As day breaks in the dramatic advertisement, some real-life McDonald's workers prepare for a day in the trenches, in that harsh, unforgiving square footage between the cash registers and the McFlurry machines. "In uniform, we are all equal," a serious voiceover intones. "Gender, ethnic background or sexual orientation is irrelevant. Nobody cares which god you pray to, or if you don't pray at all. All we demand is that you're a problem solver and focused on the goal."
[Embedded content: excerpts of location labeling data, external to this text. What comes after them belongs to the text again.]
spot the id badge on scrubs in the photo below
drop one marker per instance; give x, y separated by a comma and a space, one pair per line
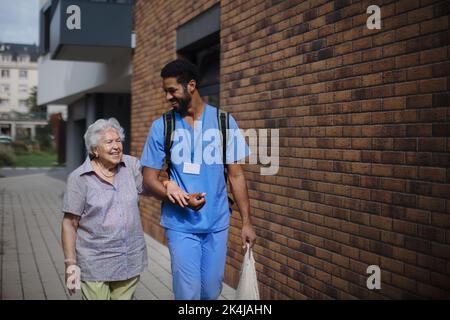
191, 168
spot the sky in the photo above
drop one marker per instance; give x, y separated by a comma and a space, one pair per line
19, 21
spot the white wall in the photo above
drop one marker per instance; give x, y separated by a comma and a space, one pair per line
62, 82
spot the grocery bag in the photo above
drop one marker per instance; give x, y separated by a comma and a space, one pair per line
248, 284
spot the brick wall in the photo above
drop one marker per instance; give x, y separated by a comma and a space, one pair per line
364, 123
In the U.S., this ad would be considered ridiculous at best, tone deaf at worst. And considering the backlash the fast-food giant recently received for its creepy dead-dad advertisement, it's surprising that the company is continuing to be so bold in its marketing.

READ MORE: McDonald's Creepy Dead Dad Ad Is as Bad as It Sounds

But in Sweden, perhaps McDonald's makes a compelling argument, one that possibly only works in Scandinavia.

McDonald's says that it has "taught hundreds of thousands of young Swedes the importance of self-discipline, team spirit, and cooperation." According to a recently released report, the first McDonald's opened in Sweden on October 27, 1973 and, in the years since, it has become the country's largest employer of "young people," putting almost 150,000 Swedes to work in the four decades since. It currently has around 12,000 employees in 215 restaurants throughout the country.

The company quotes history professors and researchers about the role that national military service played in "[keeping] society together," and giving men (in its previous incarnation, only males were drafted into the military) the opportunity to meet across class divisions and to work with people they might not have otherwise engaged with. "Everyone wore the same uniform and worked towards the same goals," McDonald's writes in its report. "This forged a sense of comradeship, that you then took with you to your office job, factory job or academic career. It was a course in citizenship."

That's the role that McDonald's hopes to play, possibly even after Lumpen comes back. It says that it has even "borrowed"—its word—a Swedish Armed Forces questionnaire to ask its own employees what skills working under the Golden Arches has taught them, and the results include Maturing as a Person, Learning to Cooperate with Other People, and Learning to Lead Others. (Surprisingly, 62 percent of McDonald's workers ticked that last box, compared to 49 percent of Armed Forces personnel).

Back in that commercial, the voiceover continues. "Self-discipline, team spirit and cooperation […] has been shown to be the recipe for diversity, integration and really, really good hamburgers," it says.

Regardless, draft or not, uniforms or not, there's a good chance that Sweden's only battle is between McDonald's and Max Burgers for who serves the best patties.